Nela, Vergílio aperfeiçoou com tanta
habilidade e subtileza a musicalidade e a precisão técnica
do hexâmetro datílico – um padrão rítmico introduzido no verso épico
pelo latino Quinto Énio – sendo esta obra considerada um modelo de perfeição
clássica no campo literário.
Admirador da
cultura helénica, Vergílio sempre anelara por conhecer a Grécia, pretendendo
escrever mais 3 livros da Eneida durante a visita ao berço
daquela cultura, onde teria o ensejo de conhecer in loco os cenários da obra. Contudo, antes do
embarque, consciente da sua precária saúde, deixou instruções aos
amigos Vario Rufo e Plotio Tuca para que queimassem o manuscrito da epopeia, caso alguma coisa lhe
acontecesse antes que a obra fosse concluída, por a considerar imperfeita. Como suspeitava, na viagem de regresso, o estado de saúde do épico agravou-se
e, mal chegou à Itália, faleceu na cidade de Brindisi, no ano 19 a.C. porém, o imperador Augusto, reconhecendo a importância da
obra, não permitiu que ela fosse destruída. Contrariando a instrução virgiliana,
ordenou que a Eneida fosse publicada, tendo-se tornado de imediato um
texto clássico.

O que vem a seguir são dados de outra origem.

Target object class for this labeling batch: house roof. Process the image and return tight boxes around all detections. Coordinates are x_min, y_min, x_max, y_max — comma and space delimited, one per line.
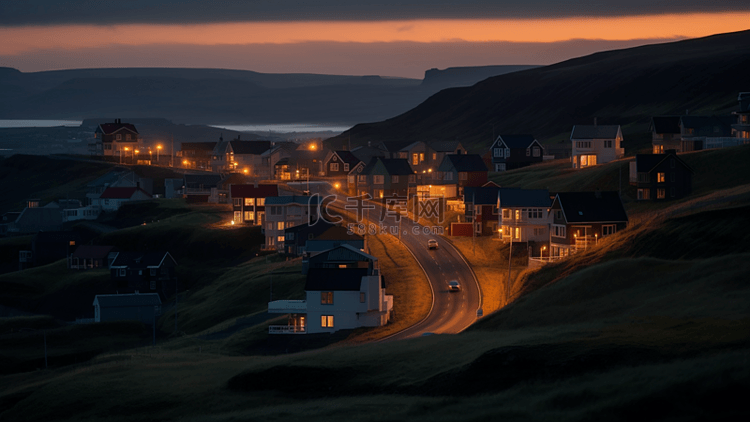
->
229, 184, 279, 198
553, 191, 628, 223
500, 188, 552, 208
98, 123, 138, 135
73, 245, 115, 259
184, 174, 221, 187
99, 187, 151, 199
229, 140, 271, 155
651, 116, 680, 134
305, 268, 368, 291
438, 154, 487, 172
336, 151, 361, 166
635, 154, 693, 173
112, 252, 177, 269
570, 125, 620, 139
266, 195, 322, 206
313, 226, 364, 240
429, 141, 461, 153
180, 142, 217, 152
497, 135, 538, 148
464, 186, 500, 205
93, 293, 161, 308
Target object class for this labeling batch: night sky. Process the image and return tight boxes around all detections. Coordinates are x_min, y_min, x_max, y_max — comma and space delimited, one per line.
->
0, 0, 750, 78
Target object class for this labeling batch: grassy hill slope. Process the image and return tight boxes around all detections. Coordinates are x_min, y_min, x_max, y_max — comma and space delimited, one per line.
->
330, 31, 750, 152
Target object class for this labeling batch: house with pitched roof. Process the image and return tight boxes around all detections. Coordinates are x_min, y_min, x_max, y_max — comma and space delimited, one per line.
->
109, 252, 177, 299
92, 187, 151, 212
570, 125, 625, 169
264, 195, 321, 252
93, 293, 162, 325
497, 188, 552, 255
431, 154, 487, 198
89, 119, 143, 157
359, 157, 417, 199
464, 182, 500, 236
229, 184, 279, 227
550, 191, 628, 257
490, 135, 544, 172
268, 245, 393, 334
630, 150, 693, 201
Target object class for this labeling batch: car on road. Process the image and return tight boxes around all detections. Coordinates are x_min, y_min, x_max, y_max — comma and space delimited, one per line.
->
448, 280, 461, 292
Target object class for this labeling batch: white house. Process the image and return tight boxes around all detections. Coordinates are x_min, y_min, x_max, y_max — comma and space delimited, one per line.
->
570, 125, 625, 169
268, 267, 393, 334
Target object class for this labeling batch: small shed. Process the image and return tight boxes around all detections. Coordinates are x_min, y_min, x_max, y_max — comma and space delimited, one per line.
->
93, 293, 161, 325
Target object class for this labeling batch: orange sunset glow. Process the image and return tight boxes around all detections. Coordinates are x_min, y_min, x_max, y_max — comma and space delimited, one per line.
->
0, 12, 750, 56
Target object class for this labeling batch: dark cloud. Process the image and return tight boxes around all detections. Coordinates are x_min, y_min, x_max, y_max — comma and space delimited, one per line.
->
0, 39, 688, 79
0, 0, 750, 26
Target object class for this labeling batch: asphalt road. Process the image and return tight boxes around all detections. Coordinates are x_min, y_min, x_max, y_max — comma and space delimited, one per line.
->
310, 183, 481, 341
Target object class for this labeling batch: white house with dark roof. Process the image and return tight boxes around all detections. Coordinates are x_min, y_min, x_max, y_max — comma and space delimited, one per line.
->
268, 260, 393, 334
570, 125, 625, 169
93, 293, 161, 325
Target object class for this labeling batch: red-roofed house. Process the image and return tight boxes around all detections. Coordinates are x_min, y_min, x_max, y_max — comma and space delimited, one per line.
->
94, 187, 151, 211
229, 184, 279, 226
90, 119, 143, 159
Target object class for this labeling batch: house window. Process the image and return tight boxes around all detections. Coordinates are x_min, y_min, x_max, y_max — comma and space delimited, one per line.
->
320, 315, 333, 328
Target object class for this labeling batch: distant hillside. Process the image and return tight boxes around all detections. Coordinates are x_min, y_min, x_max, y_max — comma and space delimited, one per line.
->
331, 31, 750, 151
0, 66, 536, 124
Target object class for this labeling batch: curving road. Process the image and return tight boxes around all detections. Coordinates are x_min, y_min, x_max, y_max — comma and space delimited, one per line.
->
310, 182, 481, 341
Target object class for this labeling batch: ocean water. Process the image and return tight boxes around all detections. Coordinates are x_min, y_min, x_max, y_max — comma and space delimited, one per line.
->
0, 119, 83, 129
209, 123, 351, 133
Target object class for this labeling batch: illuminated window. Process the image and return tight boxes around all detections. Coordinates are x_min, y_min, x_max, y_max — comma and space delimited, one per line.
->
320, 315, 333, 328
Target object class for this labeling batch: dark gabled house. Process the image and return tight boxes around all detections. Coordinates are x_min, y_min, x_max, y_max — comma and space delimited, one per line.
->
490, 135, 544, 172
464, 185, 500, 236
630, 150, 693, 201
68, 245, 117, 270
550, 192, 628, 257
89, 119, 142, 159
229, 184, 279, 226
651, 116, 682, 154
284, 218, 336, 257
359, 157, 417, 199
433, 154, 494, 198
323, 151, 364, 178
109, 252, 177, 300
176, 142, 216, 170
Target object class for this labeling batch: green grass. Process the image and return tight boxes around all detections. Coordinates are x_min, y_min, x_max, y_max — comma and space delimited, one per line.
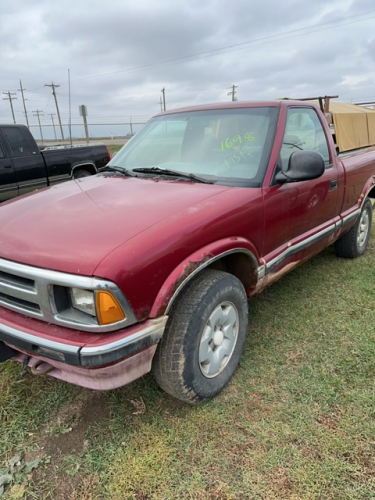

Não levou, pois, muito tempo para que a obra fosse
considerada a mais importante obra da língua latina e transformasse Vergílio
num dos mais célebres poetas de todos os tempos. Também se
atribui a Vergílio a autoria duma coleção de poemas épicos menores, algumas
elegias e um poema didático – com o título de Appendix Vergiliana –
que teriam sido escritos na sua juventude.
Na Idade
Média foram interpretados significados filosóficos no conteúdo da obra vergiliana,
que revela profundo conhecimento do passado histórico e literário greco-romano
por parte do autor – considerado o poeta do equilíbrio. Por um lado,
a descrição do mundo exterior é vívida, colorida e harmoniosa; por outro,
ninguém poderia expressar melhor o mundo interior humano, retrato da alma, a
delicadeza de sentimentos, a profundidade de emoções, mas sem melodrama.
Não admira
que tenha sido guindado ao estatuto de poeta nacional de Roma “o representante por excelência do génio
latino no pensamento e na arte”, o “pai do Ocidente”, e que a sua obra seja considerada, até hoje, um
monumento à literatura e um modelo de perfeição literária.
Cf Lopes,
Márcia. “Virgílio Vida e Obra”, in Grandes
Autores – Biografias. Editora Nova Cultural 2002;
Perret, Jacques. Virgile – Éneide.
Ivres I-IV. Paris: Les Belles Lettres 1981).
***
Para
quem não saibam aqui ficam os primeiros 4 versos da Eneida, a servir de prelúdio antes da proposição iniciada com o
verso “Arma uirumque cano, Troiae qui
primus ab oris”:
Ille
ego qui quondam gracili modulatus auena /Carmen et egressus siluis uicina coegi
/Ut quamuis auido parerent arua colono, /gratum opus agricolis, at nunca
horrentia Martis
Aqui
o poeta épico identifica-se com o anterior poeta lírico, que modulava o seu
canto sobre uma graciosa flauta de cana, que se sentiu coagido a sair do meio
dos seus bosques e árvores, muito embora os campos fizessem a vontade ao ávido
agricultor. A sua anterior obra poética era do agrado das gentes do campo, mas
agora voltou-se para a problemática de Marte e passa a cantar os feitos do
herói fundante da nacionalidade romana.
Com
efeito, o verdadeiro humanista não se cinge a um único saber, a uma única atividade!